World Affairs

Health Care and Water

I’m pretty adamant about the need for universal health care in America.  It’s a self-evident fact that we can afford it and should give it equitably to all Americans.  Currently, the wealthy receive it and the poor do not, a fact we should be ashamed of.  There is nothing worse than sitting with a young person who has cancer and listening to how he cannot get treatment and keeps getting shuffled around by “healthcare providers” who will provide nothing without an insurance card or a gold Mastercard.  That moment crystallizes the face of a system that is deeply flawed and deeply in need of repair.

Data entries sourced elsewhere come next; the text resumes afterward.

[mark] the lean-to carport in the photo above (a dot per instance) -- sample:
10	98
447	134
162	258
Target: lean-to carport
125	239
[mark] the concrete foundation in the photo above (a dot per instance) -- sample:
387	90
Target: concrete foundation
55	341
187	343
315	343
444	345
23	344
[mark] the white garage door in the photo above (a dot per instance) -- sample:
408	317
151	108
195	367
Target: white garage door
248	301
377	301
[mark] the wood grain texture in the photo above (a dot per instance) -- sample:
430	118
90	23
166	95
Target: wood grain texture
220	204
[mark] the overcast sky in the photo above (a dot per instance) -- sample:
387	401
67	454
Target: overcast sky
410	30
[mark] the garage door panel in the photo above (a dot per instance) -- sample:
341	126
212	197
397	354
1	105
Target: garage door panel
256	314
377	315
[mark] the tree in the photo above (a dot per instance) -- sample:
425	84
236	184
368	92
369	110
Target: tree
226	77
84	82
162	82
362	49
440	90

Oh, but wait, care about humans and the world – farther and broader than American borders.  I want to say that health care is a right, but in Africa, tens of thousands of humans cannot get clean water.  “Safe and clean drinking water and sanitation is a human right essential to the full enjoyment of life and all other human rights, the General Assembly declared today, voicing deep concern that almost 900 million people worldwide do not have access to clean water.”  28 July 2010 –  “Studies also indicate about 1.5 million children under the age of five die each year and 443 million school days are lost because of water- and sanitation-related diseases.”  (United Nations General Assembly 2010)

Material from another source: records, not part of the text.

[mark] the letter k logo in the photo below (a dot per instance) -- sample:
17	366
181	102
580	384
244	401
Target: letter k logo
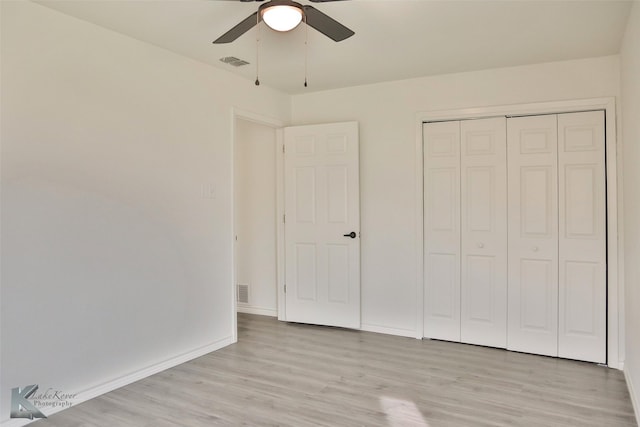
21	407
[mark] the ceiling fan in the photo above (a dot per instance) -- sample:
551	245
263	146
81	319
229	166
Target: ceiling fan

How luxurious is health care in comparison to the need to get clean water?  Water is a matter of daily survival, while health care is a matter of exceptional survival, we need health care as an exception – water we must have no matter what.

Here is what is the same about both issues:  We have enough of both, health care and water.  What we do not have is an equitable means to distribute them.  What is lacking is the saddest fact of all, the way to equitably distribute water and health care- that will save MILLIONS of lives each year is to redistribute wealth, because with wealth, anyone can buy health care and an African village can buy anything, including clean, fresh water.